The authors, led by Dr Michael Coory, a public health physician with the Murdoch Childrens
Research Institute, looked at whether there had been an overall decrease in cancer deaths in the period, compared with 1997-2001 (deaths averted).

They found that although the percentage of Australians living in regional/remote areas remained stable at 27%-28%, for men, the relative disparity in mortality between regional/remote and metropolitan areas showed no evidence of improvement between 1997-2000 and 2006-2010. For women, the disparity actually increased.
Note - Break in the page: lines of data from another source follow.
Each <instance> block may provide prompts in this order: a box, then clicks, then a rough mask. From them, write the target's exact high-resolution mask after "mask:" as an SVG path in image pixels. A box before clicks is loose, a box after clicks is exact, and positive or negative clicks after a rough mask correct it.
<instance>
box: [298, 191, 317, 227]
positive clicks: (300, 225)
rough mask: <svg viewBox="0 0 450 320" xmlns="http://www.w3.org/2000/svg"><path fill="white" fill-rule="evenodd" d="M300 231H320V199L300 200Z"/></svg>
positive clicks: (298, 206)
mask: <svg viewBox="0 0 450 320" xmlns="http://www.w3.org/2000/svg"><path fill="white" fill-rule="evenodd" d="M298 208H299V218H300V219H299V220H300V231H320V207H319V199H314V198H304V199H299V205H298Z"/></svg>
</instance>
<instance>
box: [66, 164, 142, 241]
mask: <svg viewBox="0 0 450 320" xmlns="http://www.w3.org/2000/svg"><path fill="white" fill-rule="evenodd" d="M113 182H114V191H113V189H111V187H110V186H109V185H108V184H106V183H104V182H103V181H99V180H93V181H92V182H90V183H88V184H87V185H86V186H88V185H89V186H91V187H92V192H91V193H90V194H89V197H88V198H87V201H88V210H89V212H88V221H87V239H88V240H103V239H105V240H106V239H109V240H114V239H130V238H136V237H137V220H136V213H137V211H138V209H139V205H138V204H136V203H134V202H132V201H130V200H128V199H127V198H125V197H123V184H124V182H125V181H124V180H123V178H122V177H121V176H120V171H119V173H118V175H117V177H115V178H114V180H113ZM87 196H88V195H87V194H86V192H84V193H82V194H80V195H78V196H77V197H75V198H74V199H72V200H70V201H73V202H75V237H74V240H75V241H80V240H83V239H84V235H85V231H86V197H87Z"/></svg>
There were 8878 excess cancer deaths in regional and remote areas – calculated by comparing mortality rates for metropolitan areas to corresponding populations for regional and remote areas – between 2001 and 2010. The largest numbers were for cancers of the lung, prostate, oesophagus and colorectum, and melanoma.

Although risk of cancer death across Australia decreased by 1% between 2001 and 2010, that decrease was almost twice as much in metropolitan areas as in the rural and regional areas (-1.1% vs -0.6%).

“We posit that at least part of the reason for the lack of progress is the lack of investment in health systems policy on how to organise cancer services so that they provide the most benefit to patients,” the authors wrote.

“Enough is already known about the causes of the regional and remote excess to start evaluating possible solutions.”

Those solutions may include more support for regional and remote patients to travel to
metropolitan centres and more funding for accommodation; managed referral
pathways; various forms of specialised outreach, such as telehealth, virtual multidisciplinary
teams, shared care and “fly-in, fly-out” services; and, building capacity in regional cancer centres.

“Research to guide service planning and budget decisions is not as prestigious as laboratory and clinical research to identify and test innovative diagnostic tests and treatments for cancer,” the authors concluded.

“However, such research is needed if all of the Australian community is to benefit from laboratory and clinical advances.”